Figure 15 shows the percentage saving in communication energy of scheduling Algorithm 3 on LP configuration as compared to LL configuration. Algorithm 3 saves the average communication energy by 37.1% and 43.1% which is slightly lesser than Algorithm 2 because the Algorithm 3 does not exploit instruction slack for saving communication energy explicitly and it gives priority to saving energy in functional units. However, there is still significant communication energy savings achieved by the combined algorithm attributed to available communication slack. Figure 16 presents the percentage savings in functional unit energy of combined algorithm as compared to hardware only scheme. The average saving in

functional unit energy is 15.3% and 17.2% for 2-Clustered and 4-Clustered machine respectively. As expected the percentage savings are roughly the same as Algorithm 1 because combined algorithm gives first priority to functional unit energy savings. The slight increase in functional unit energy is attributed to increase execution time with combined scheduling algorithm which is due to usage of slow cross-path in certain cases that leads to extra idleness in functional units.

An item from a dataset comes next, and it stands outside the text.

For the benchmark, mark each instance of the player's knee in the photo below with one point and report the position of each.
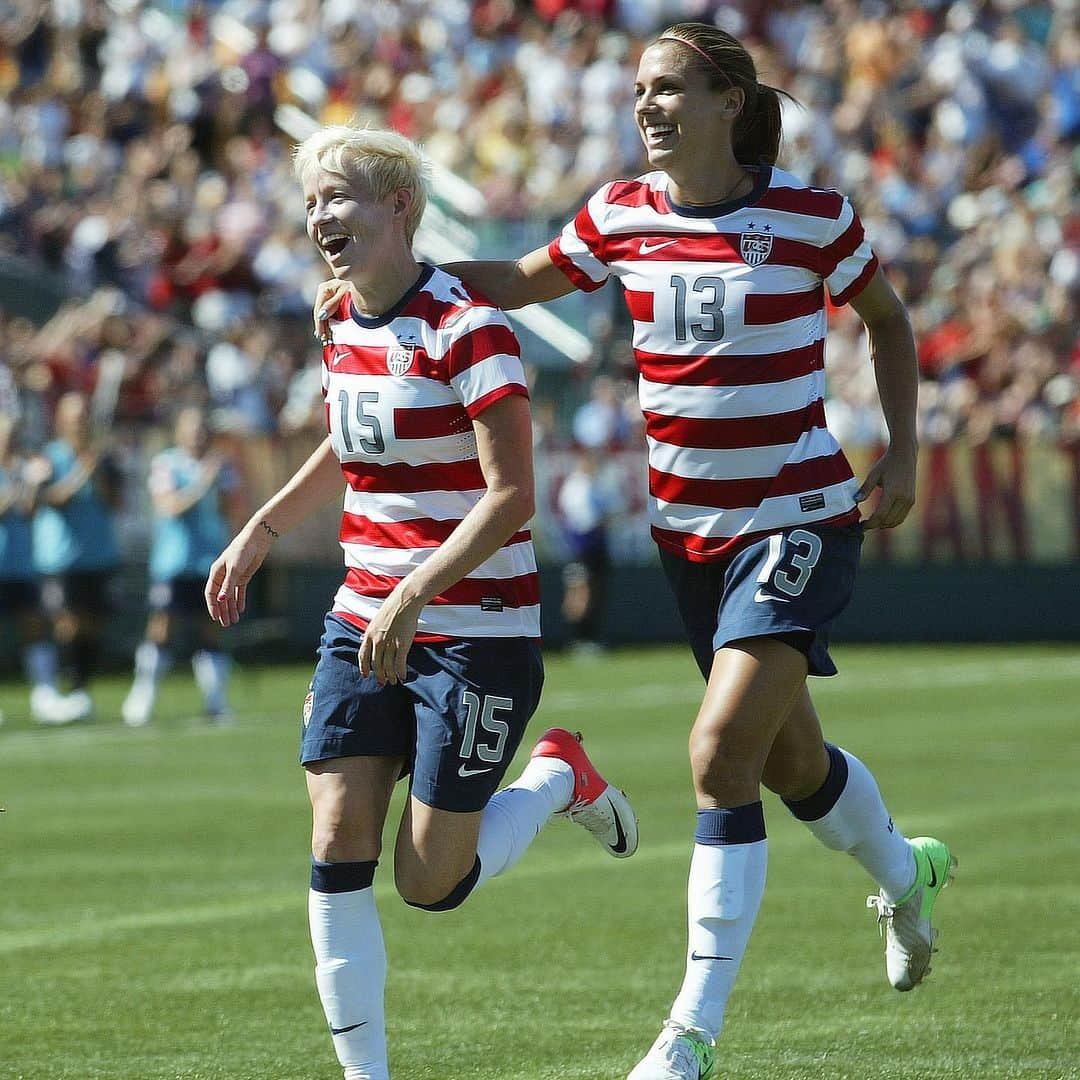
(718, 763)
(333, 845)
(435, 893)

Figure 17 gives the percentage savings in energy-delay product of processor by using combined scheme conservatively assuming that functional units constitute 30% of processor energy and interconnect constitute 20% of processor energy (because the actual figure can vary from system to system and has strong dependence on circuit, design style and technology parameters). We observe that even with this conservative assumption, the overall energy-delay product of the processor is improved on an average by 8% and 10% for 2-Clustered and 4-Clustered architecture which is a significant saving.

## 6. Related Work

In this section, we briefly describe the earlier work done in the area of instruction scheduling for clustered architectures, architectural approaches for leakage energy management, energy aware scheduling for VLIW architectures, and efficient cross-path design.

### 6.1. Instruction Scheduling for Clustered Architectures

Earlier proposals for scheduling on clustered VLIW architectures can be classified into two main categories, viz., phase-decoupled approaches and phase-coupled approaches. A phase-decoupled approach to scheduling works on a data flow graph (DFG) and performs partitioning of instructions into clusters to reduce inter-cluster communication while approximately balancing the load among clusters. The annotated DFG is then scheduled using a traditional list scheduler while adhering to earlier spatial decisions. A major argument in favor of this approach is that a partitioner having a global view of a DFG can perform a better job of reducing inter-cluster communication and load-balancing. The proposals in this direction are due to Desoli(37), Gonzalez(36), Lapinskii(38), Mahlke(50), Lee(51), and Nystrom(52). However, the phase-decoupled approach is known to suffer from the phase ordering problem. Since the spatial scheduler has only an approximate knowledge of load on clusters, usage of functional units, and cross-paths, approximate load-balancing often leads to cluster assignments which unnecessarily constrain the temporal scheduler in the later phase. Moreover, some

of these schemes are designed for reducing inter-cluster communication and end up reducing the ILP in the program in this pursuit(34)(31).

An integrated approach to scheduling combats the phase-ordering problem by combining spatial and temporal scheduling decisions in a single phase. The integrated approach considers instructions ready to be scheduled in a cycle and the available clusters in some priority order. The priority order for considering instructions is decided based on mobility, scheduling alternatives, the number of successors of an instruction etc. Similarly, the priority order for considering clusters is decided based on communication cost of assignment, earliest possible schedule time etc. An instruction is assigned a cluster to reduce communication or to schedule it at the earliest. The proposals in this direction are due to Ozer(34), Leupers(35), Kailas(31), and Nagpal(41)(53).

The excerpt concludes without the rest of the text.